Re: restriction on sum: intentional bug?

Discussion in 'Python' started by Ethan Furman, Oct 19, 2009.

  1. Ethan Furman

    Ethan Furman Guest

    Dave Angel wrote:
    > Dieter Maurer wrote:
    >
    >> Christian Heimes <> writes on Fri, 16 Oct 2009
    >> 17:58:29 +0200:
    >>
    >>
    >>> Alan G Isaac schrieb:
    >>>
    >>>
    >>>> I expected this to be fixed in Python 3:
    >>>>
    >>>>
    >>>>
    >>>>>>> sum(['ab','cd'],'')
    >>>>>>>
    >>>>
    >>>> Traceback (most recent call last):
    >>>> File "<stdin>", line 1, in <module>
    >>>> TypeError: sum() can't sum strings [use ''.join(seq) instead]
    >>>>
    >>>> Of course it is not a good way to join strings,
    >>>> but it should work, should it not? Naturally,
    >>>>
    >>>
    >>> It's not a bug. sum() doesn't work on strings deliberately. ''.join()
    >>> *is* the right and good way to concatenate strings.
    >>>

    >>
    >> Apparently, "sum" special cases 'str' in order to teach people to use
    >> "join".
    >> It would have been as much work and much more friendly, to just use
    >> "join"
    >> internally to implement "sum" when this is possible.
    >>
    >> Dieter
    >>

    >
    > Earlier, I would have agreed with you. I assumed that this could be
    > done invisibly, with the only difference being performance. But you
    > can't know whether join will do the trick without error till you know
    > that all the items are strings or Unicode strings. And you can't check
    > that without going through the entire iterator. At that point it's too
    > late to change your mind, as you can't back up an iterator.
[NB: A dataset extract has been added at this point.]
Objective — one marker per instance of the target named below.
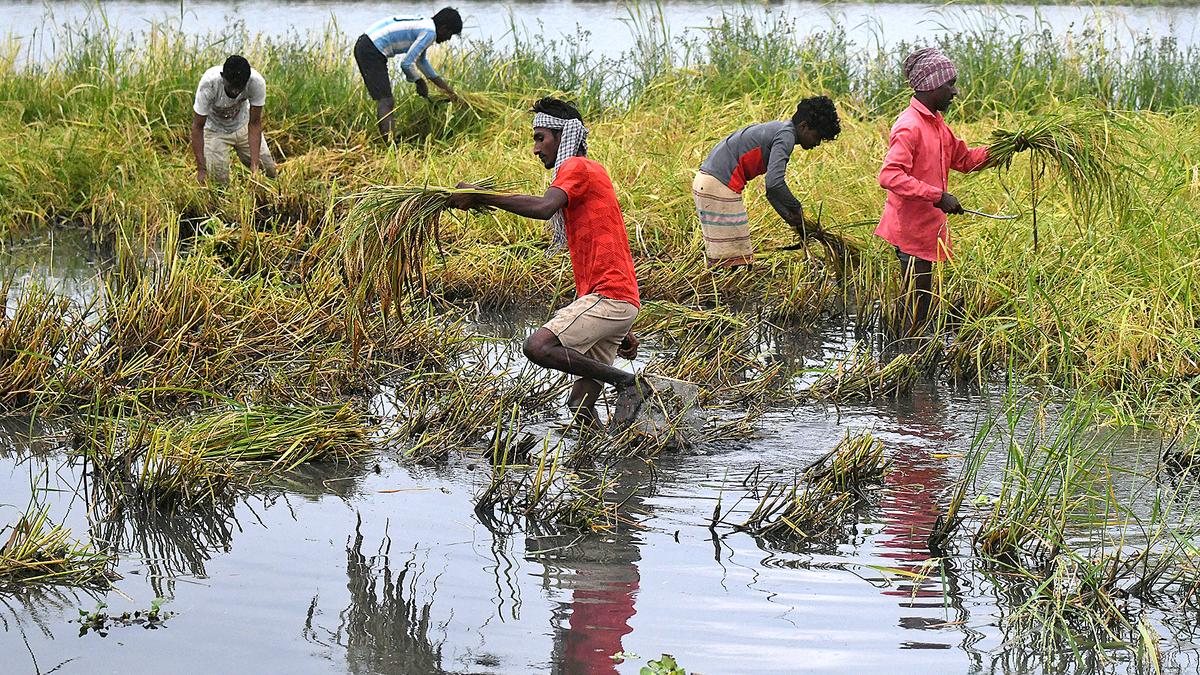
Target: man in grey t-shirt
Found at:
(228, 113)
So the user
    > who supplies a list with mixed strings and other stuff will get an
    > unexpected error, one that join generates.
    >
    > To put it simply, I'd say that sum() should not dispatch to join()
    > unless it could be sure that no errors might result.
    >
    > DaveA


    How is this different than passing a list to sum with other incompatible
    types?

    Python 2.5.4 (r254:67916, Dec 23 2008, 15:10:54) [MSC v.1310 32 bit
    (Intel)] on win32
    Type "help", "copyright", "credits" or "license" for more information.
    >>> class Dummy(object):

    .... pass
    ....
    >>> test1 = [1, 2, 3.4, Dummy()]
    >>> sum(test1)

    Traceback (most recent call last):
    File "<stdin>", line 1, in <module>
    TypeError: unsupported operand type(s) for +: 'float' and 'Dummy'
    >>> test2 = ['a', 'string', 'and', 'a', Dummy()]
    >>> ''.join(test2)

    Traceback (most recent call last):
    File "<stdin>", line 1, in <module>
    TypeError: sequence item 4: expected string, Dummy found

    Looks like a TypeError either way, only the verbage changes.

    ~Ethan~
     
    Ethan Furman, Oct 19, 2009
    #1
    1. Advertising

  2. Ethan Furman

    Carl Banks Guest

    On Oct 18, 4:07 pm, Ethan Furman <> wrote:
    > Dave Angel wrote:
    > > Earlier, I would have agreed with you.  I assumed that this could be
    > > done invisibly, with the only difference being performance.  But you
    > > can't know whether join will do the trick without error till you know
    > > that all the items are strings or Unicode strings.  And you can't check
    > > that without going through the entire iterator.  At that point it's too
    > > late to change your mind, as you can't back up an iterator.  So the user
    > > who supplies a list with mixed strings and other stuff will get an
    > > unexpected error, one that join generates.

    >
    > > To put it simply, I'd say that sum() should not dispatch to join()
    > > unless it could be sure that no errors might result.

    >
    > How is this different than passing a list to sum with other incompatible
    > types?
    >
    > Python 2.5.4 (r254:67916, Dec 23 2008, 15:10:54) [MSC v.1310 32 bit
    > (Intel)] on win32
    > Type "help", "copyright", "credits" or "license" for more information.
    >  >>> class Dummy(object):
    > ...     pass
    > ...
    >  >>> test1 = [1, 2, 3.4, Dummy()]
    >  >>> sum(test1)
    > Traceback (most recent call last):
    >    File "<stdin>", line 1, in <module>
    > TypeError: unsupported operand type(s) for +: 'float' and 'Dummy'
    >  >>> test2 = ['a', 'string', 'and', 'a', Dummy()]
    >  >>> ''.join(test2)
    > Traceback (most recent call last):
    >    File "<stdin>", line 1, in <module>
    > TypeError: sequence item 4: expected string, Dummy found
    >
    > Looks like a TypeError either way, only the verbage changes.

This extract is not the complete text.